Explanation of Responses:

* If the form is filed by more than one reporting person, see Instruction 5(b)(v).
** Intentional misstatements or omissions of facts constitute Federal Criminal Violations. See 18 U.S.C. 1001 and 15 U.S.C. 78ff(a).
(1) These securities are held for the account of MHR Capital Partners Master Account LP, an Anguilla, British West Indies limited partnership ("Master Account"). MHR Advisors LLC, a Delaware limited liability company ("Advisors"), is the general partner of Master Account. MHRC LLC, a Delaware limited liability company ("MHRC"), is the managing member of Advisors. Mark H. Rachesky, M.D. ("Dr. Rachesky") is the managing member of MHRC. MHR Fund Management LLC ("Fund Management") has an investment management agreement with Master Account pursuant to which it has the power to vote or direct the vote and to dispose or to direct the disposition of the securities held for the account of Master Account. MHR Holdings LLC, a Delaware limited liability company ("MHR Holdings"), is the managing member of Fund Management. (Continued in Footnote 2)
(2) (continued from Footnote 1) Accordingly, Advisors, MHRC, Fund Management, MHR Holdings and Dr. Rachesky may be deemed to beneficially own the securities held for the account of Master Account. Each of Advisors, MHRC, Fund Management, MHR Holdings and Dr. Rachesky disclaims beneficial ownership of such securities except to the extent of their pecuniary interest therein.
(3) These securities are held for the account of MHR Capital Partners (100) LP, a Delaware limited partnership ("Capital Partners (100)"). Advisors is the general partner of Capital Partners (100). MHRC is the managing member of Advisors. Dr. Rachesky is the managing member of MHRC. Fund Management has an investment management agreement with Capital Partners (100) pursuant to which it has the power to vote or direct the vote and to dispose or to direct the disposition of the securities held for the account of Capital Partners (100). MHR Holdings is the managing member of Fund Management. Accordingly, Advisors, MHRC, Fund Management, MHR Holdings and Dr. Rachesky may be deemed to beneficially own the securities held for the account of Capital Partners (100). Each of Advisors, MHRC, Fund Management, MHR Holdings and Dr. Rachesky disclaims beneficial ownership of such securities except to the extent of their pecuniary interest therein.

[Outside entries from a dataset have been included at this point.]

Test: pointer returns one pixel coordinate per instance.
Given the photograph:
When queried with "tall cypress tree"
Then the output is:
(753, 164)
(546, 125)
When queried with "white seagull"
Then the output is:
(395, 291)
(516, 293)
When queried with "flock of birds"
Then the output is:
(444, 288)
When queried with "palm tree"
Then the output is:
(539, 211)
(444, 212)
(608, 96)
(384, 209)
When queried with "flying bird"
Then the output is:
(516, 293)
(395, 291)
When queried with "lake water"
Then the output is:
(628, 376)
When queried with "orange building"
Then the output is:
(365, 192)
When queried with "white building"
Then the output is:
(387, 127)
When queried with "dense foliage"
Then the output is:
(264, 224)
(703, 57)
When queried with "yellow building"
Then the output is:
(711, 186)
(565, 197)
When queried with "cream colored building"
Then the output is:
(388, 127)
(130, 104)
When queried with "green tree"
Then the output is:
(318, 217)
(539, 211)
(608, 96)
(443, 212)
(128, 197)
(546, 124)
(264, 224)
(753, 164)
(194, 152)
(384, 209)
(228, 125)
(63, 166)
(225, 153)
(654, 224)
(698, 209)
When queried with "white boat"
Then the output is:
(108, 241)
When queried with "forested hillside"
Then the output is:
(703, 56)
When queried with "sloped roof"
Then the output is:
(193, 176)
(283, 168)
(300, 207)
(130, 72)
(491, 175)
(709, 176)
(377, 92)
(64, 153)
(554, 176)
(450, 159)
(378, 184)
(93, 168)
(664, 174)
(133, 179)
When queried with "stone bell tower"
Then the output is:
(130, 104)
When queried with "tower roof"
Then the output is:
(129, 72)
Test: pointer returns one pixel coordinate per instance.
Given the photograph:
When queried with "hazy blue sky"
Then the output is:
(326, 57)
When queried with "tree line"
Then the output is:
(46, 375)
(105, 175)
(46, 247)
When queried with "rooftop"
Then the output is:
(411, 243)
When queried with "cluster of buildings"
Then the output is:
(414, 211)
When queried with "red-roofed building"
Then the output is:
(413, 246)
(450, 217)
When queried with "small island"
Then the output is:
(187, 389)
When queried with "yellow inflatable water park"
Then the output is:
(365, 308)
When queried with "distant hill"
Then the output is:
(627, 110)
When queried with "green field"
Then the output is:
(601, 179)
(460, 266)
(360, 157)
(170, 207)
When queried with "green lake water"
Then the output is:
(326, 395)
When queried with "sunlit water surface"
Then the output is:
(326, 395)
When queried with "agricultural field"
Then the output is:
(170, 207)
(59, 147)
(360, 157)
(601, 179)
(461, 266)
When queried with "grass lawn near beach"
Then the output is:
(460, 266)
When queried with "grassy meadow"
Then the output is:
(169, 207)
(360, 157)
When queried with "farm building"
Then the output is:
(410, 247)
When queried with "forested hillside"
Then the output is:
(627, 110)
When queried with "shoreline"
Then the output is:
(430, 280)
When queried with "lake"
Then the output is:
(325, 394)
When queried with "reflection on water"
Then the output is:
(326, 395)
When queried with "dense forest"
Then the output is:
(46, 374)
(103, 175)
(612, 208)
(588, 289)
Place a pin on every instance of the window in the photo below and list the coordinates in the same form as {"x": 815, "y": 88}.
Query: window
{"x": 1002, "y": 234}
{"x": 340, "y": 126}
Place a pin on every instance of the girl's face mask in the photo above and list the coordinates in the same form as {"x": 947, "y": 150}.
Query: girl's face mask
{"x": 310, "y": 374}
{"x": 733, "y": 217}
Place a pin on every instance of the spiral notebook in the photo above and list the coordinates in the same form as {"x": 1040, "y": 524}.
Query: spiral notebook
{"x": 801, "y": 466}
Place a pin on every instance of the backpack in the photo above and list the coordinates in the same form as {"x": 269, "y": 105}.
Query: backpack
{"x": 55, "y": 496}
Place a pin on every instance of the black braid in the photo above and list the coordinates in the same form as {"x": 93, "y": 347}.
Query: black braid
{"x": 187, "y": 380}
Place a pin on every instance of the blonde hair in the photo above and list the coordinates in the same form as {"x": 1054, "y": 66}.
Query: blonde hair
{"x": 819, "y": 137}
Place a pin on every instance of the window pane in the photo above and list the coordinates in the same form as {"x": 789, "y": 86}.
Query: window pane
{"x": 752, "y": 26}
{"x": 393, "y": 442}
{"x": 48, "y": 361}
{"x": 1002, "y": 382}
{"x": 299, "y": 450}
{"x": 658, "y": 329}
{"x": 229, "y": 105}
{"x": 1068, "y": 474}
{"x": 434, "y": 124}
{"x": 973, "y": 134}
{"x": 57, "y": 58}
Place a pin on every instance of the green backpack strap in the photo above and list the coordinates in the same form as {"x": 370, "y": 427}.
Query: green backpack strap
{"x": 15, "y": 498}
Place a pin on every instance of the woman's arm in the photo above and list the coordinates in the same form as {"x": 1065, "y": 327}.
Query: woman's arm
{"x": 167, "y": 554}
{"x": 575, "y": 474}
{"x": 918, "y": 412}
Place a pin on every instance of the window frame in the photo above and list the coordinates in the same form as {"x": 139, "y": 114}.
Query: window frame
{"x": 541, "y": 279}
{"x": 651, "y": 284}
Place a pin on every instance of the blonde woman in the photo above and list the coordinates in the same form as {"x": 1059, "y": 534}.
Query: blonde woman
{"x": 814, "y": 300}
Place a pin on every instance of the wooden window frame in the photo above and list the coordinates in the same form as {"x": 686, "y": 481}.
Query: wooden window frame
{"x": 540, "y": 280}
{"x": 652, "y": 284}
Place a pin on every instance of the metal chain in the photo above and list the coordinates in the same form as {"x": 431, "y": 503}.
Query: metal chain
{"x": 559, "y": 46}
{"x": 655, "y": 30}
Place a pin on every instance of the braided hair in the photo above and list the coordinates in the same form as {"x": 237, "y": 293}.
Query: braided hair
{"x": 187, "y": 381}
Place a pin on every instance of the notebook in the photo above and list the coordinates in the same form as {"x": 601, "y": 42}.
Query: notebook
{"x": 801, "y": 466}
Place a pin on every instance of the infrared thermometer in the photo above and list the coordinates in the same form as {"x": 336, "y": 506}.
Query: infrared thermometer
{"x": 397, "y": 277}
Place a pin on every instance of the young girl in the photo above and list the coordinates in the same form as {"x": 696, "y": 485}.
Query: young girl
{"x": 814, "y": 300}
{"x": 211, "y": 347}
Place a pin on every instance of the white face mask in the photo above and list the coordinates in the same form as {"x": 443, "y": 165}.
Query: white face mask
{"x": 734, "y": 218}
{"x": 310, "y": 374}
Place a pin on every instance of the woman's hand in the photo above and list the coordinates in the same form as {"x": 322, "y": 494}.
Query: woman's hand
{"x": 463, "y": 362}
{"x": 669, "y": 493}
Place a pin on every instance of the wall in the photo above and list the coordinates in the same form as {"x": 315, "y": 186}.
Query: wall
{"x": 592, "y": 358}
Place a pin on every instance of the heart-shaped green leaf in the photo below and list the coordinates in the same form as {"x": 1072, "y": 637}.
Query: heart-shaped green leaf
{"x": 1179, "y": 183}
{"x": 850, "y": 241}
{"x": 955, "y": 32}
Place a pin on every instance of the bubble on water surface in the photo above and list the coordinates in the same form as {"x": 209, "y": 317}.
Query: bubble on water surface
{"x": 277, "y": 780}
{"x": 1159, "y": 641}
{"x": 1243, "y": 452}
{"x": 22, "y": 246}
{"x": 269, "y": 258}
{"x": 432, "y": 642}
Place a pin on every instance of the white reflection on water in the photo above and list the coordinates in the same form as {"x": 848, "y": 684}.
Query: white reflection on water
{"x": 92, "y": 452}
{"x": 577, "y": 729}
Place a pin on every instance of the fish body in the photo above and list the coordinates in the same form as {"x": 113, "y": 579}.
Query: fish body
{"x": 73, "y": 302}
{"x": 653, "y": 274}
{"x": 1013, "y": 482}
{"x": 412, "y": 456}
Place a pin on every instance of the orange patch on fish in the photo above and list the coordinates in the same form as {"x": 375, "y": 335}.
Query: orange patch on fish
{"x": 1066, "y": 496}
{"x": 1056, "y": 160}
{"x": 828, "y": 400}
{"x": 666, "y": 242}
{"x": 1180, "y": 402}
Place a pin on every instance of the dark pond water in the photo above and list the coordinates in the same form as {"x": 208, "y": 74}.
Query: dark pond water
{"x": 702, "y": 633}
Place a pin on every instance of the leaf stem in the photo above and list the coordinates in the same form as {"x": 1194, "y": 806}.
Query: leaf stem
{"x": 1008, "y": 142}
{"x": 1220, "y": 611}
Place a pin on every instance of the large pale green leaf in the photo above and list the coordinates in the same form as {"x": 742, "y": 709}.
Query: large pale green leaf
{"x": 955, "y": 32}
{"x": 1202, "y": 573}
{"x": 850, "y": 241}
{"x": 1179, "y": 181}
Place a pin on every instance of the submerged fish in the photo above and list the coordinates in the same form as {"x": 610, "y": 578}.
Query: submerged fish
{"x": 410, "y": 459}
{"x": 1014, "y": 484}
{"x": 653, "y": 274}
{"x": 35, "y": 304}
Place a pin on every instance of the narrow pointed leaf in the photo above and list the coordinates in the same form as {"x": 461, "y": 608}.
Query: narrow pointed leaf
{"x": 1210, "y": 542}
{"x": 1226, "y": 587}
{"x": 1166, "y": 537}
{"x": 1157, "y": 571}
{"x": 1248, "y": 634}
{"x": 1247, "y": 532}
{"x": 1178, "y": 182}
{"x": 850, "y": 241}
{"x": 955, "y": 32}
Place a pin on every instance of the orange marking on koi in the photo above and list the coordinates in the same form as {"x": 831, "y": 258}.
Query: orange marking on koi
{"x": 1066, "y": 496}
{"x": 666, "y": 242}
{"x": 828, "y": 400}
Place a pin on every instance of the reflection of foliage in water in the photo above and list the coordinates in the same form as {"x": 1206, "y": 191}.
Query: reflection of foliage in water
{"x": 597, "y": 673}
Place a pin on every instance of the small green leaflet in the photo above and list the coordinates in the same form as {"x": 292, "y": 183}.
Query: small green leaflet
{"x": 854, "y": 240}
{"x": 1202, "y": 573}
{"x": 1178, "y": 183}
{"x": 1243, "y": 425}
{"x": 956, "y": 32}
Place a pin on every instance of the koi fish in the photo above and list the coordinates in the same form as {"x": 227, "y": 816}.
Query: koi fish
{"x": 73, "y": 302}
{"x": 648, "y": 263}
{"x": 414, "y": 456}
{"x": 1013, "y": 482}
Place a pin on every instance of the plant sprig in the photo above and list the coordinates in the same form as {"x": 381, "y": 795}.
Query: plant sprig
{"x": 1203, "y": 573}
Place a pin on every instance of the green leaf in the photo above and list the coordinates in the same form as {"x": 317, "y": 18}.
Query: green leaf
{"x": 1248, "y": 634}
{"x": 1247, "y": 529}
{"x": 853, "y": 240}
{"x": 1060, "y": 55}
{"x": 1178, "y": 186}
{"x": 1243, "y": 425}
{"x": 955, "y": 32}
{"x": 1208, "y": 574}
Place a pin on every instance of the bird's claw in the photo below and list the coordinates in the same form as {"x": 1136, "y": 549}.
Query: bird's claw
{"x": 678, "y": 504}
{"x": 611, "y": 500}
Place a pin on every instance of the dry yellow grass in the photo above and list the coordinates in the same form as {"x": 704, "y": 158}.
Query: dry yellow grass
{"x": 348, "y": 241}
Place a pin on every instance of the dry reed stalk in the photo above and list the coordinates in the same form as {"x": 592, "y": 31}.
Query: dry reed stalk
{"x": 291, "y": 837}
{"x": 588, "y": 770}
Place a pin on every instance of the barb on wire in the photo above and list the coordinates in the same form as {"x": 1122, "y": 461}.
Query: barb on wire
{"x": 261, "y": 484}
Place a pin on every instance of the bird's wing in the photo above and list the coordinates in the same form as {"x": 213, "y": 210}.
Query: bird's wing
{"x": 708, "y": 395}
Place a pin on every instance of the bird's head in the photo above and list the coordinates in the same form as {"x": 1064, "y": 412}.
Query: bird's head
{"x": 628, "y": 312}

(4) These securities are held for the account of MHR Institutional Partners III LP, a Delaware limited partnership ('Institutional Partners III'). MHR Institutional Advisors III LLC, a Delaware limited liability company ("Institutional Advisors III"), is the general partner of Institutional Partners III. Dr. Rachesky is the managing member of Institutional Advisors III. Fund Management has an investment management agreement with Institutional Partners III pursuant to which it has the power to vote or direct the vote and to dispose or to direct the disposition of the securities held for the account of Institutional Partners III. MHR Holdings is the managing member of Fund Management. (Continued in Footnote 5)
(5) (continued from Footnote 4) Accordingly, Institutional Advisors III, Fund Management, MHR Holdings and Dr. Rachesky may be deemed to beneficially own the securities held for the account of Institutional Partners III. Each of Institutional Advisors III, Fund Management, MHR Holdings and Dr. Rachesky disclaims beneficial ownership of such securities except to the extent of their pecuniary interest therein.
(6) On January 9, 2014, Master Account, Capital Partners (100) and Institutional Partners III (collectively, the "MHR Funds") acquired, for an aggregate premium amount of $28,159,164, call options to purchase from Societe Generale up to 3,240,000 shares of Common Stock at a strike price of $8.1225 per share (the "Call Options"). All or a portion of the Call Options may be exercised from time to time and may be settled at the election of each of the MHR Funds in cash or by delivery of shares of Common Stock. The MHR Funds may not elect to settle any of the Call Options in cash until July 9, 2014 and may not elect to physically settle any of the Call Options until all required filings and any applicable waiting periods under the Hart-Scott-Rodino Antitrust Improvements Act of 1976 have been made or have expired, as applicable.